La pratique n’est pas nouvelle, mais reste encore exceptionnelle. Une dizaine de séances par an. L’idée est d’apporter un peu de convivialité et de casser la routine. Le foie gras ou le tarama finissent par lasser ! Cette demande peut émaner des grandes boîtes comme de petites et moyennes entreprises (PME), avec des patrons plutôt paternalistes. Ces sollicitations relèvent du management par l’humain. C’est en train de devenir une mode.

En période de difficultés, vous intervenez comme un pansement ? Un remède ?

Proposer des sketchs fait du bien, mais avec Lucie Carbone ou Arnaud Demanche, qui décryptent également le monde de l’entreprise, nous ne sommes pas des médecins. L’entreprise ne va pas devenir meilleure. Mais cela permet de faire résonner des vérités, quand par ailleurs – englués dans le quotidien -, tous les messages ne passent pas. L’humour permet de « faire avaler la pilule » dans un environnement dégradé.

Quelles sont les conditions pour que ce moment fonctionne bien ?

Rien n’est laissé au hasard.
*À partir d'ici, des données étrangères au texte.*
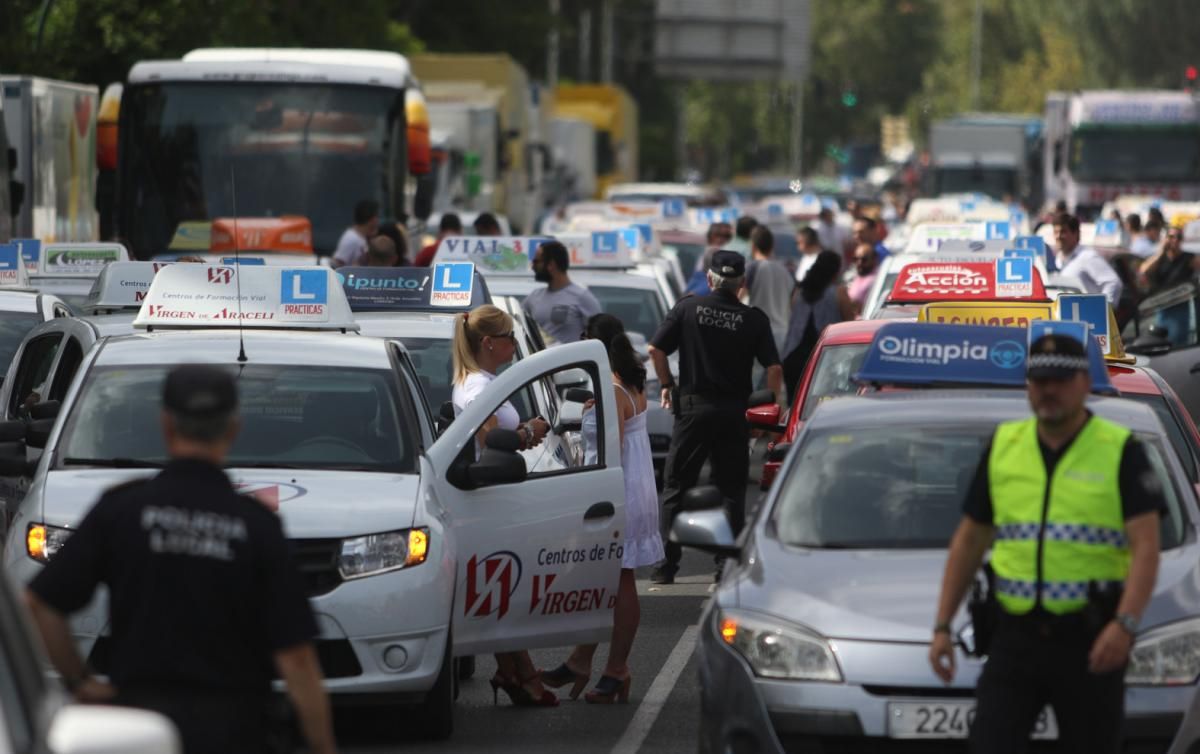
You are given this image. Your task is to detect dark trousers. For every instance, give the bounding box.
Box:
[116,687,280,754]
[662,395,750,568]
[971,616,1124,754]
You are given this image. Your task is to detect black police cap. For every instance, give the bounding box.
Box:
[162,364,238,417]
[1025,334,1088,379]
[708,250,746,277]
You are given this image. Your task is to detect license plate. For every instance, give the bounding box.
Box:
[888,700,1058,740]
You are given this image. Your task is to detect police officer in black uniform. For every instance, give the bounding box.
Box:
[650,251,784,584]
[26,365,336,754]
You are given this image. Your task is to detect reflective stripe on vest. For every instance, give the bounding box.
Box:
[988,417,1129,615]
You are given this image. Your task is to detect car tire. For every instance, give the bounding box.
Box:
[419,632,458,741]
[458,654,475,681]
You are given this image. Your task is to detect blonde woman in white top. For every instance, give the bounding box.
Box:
[451,304,558,707]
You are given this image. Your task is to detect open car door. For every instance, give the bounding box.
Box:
[427,341,625,656]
Je demande toujours des informations avant. Les salariés sont dans leur contexte d’entreprise. C’est intéressant d’orienter les propos vers leur boîte, de saisir la culture d’entreprise. C’est ce qui est apprécié. Mais il faut faire attention à la manière dont on est annoncé, amené. Souvent, les sketchs se font avec le dirigeant à proximité. Passer après le cocktail, face à un public derrière des mange-debout… est une configuration à proscrire.